Merde! What had her maid Evette’s duties been? “Well, I, er, dressed my mistress’s hair and helped her to bathe.”
He frowned up at her. “Was she an invalid, then, that she couldna wash herself?”
“She was a lady,” she shot back, well and truly annoyed, for Evette had indeed undertaken that office fo
r her, preparing delightful baths of milk and rosewater. “It was my responsibility to see to the keeping of her clothes—only light mending, though,” she added quickly, before he could question her. “She had a seamstress for the rest.” Warming to her tale, a more or less fact-based account of her life before the revolution, she went on, “And then there were the flowers from her many admirers—such roses, monsieur, you have yet to see, for they were known to be her favorite. When they came, she…er, I would arrange them about her boudoir.
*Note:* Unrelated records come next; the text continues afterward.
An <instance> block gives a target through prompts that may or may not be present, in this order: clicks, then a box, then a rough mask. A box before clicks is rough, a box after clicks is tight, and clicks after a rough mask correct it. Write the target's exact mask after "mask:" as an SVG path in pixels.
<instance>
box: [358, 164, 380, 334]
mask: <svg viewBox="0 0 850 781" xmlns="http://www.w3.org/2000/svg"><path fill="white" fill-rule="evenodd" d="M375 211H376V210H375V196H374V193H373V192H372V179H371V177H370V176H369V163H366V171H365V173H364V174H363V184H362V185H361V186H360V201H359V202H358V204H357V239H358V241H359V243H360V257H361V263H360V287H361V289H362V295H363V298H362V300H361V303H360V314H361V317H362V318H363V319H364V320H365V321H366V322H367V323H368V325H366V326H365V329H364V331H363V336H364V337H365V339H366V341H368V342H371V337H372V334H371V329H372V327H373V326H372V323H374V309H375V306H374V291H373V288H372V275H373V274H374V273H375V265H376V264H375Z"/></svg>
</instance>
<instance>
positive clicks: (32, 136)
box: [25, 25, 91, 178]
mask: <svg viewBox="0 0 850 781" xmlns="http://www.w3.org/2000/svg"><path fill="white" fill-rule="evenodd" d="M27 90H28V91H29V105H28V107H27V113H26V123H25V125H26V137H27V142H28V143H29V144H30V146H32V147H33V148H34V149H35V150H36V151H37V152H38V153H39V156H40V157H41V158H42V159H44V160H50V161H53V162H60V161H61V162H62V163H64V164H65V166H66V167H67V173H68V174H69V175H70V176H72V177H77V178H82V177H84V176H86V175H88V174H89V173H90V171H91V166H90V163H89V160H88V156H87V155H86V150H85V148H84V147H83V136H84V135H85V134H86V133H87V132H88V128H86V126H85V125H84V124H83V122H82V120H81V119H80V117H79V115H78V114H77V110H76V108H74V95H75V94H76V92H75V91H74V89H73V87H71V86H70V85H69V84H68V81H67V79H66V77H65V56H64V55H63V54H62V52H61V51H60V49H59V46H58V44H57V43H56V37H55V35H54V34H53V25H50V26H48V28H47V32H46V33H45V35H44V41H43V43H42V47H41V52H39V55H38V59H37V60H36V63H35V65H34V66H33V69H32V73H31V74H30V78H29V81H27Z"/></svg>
And then there were the calling cards and the invitations and the…Ah, well,” she said around a genuine sigh of regret for that gay, lost life, “It was a long time ago.”
“It all sounds verra grand,” he remarked, tying the ends of the bandage into a neat knot. “But ’twould serve you better now had you labored in the kitchen instead.”
He wished she’d been what, a scullery maid? Shuddering at the thought, she asked, “Why?”
“Well, because it occurs to me that while you’re with us you might make yourself most useful by helping out in the tavern.”
“You expect me to work in a taverne?”
“’Tis gainful employment, to be sure, and ye’d be servin’ a need as Jenny—that’s Milread’s cousin and the other barmaid—broke her arm this sennight past. The apothecary set the bone as best he could but until it heals, if it heals, she canna use it and so puir Milread’s been left to fend for herself.”
“Milread?”
“Aye, Milread,” he said again as though that name should mean something to her, and she didn’t much care for the censure she saw in his narrowing eyes. “Surely you must mind the woman who spoke for you in the hall today and, before that, helped me care for you when you’d fainted?”
And the very woman whom I caused to chase after me, she added mentally as the memory came streaking back to her. Slinking back to the bench, she ventured, “Surely there is some other occupation to which I am better suited, monsieur. Some better use for my talents?”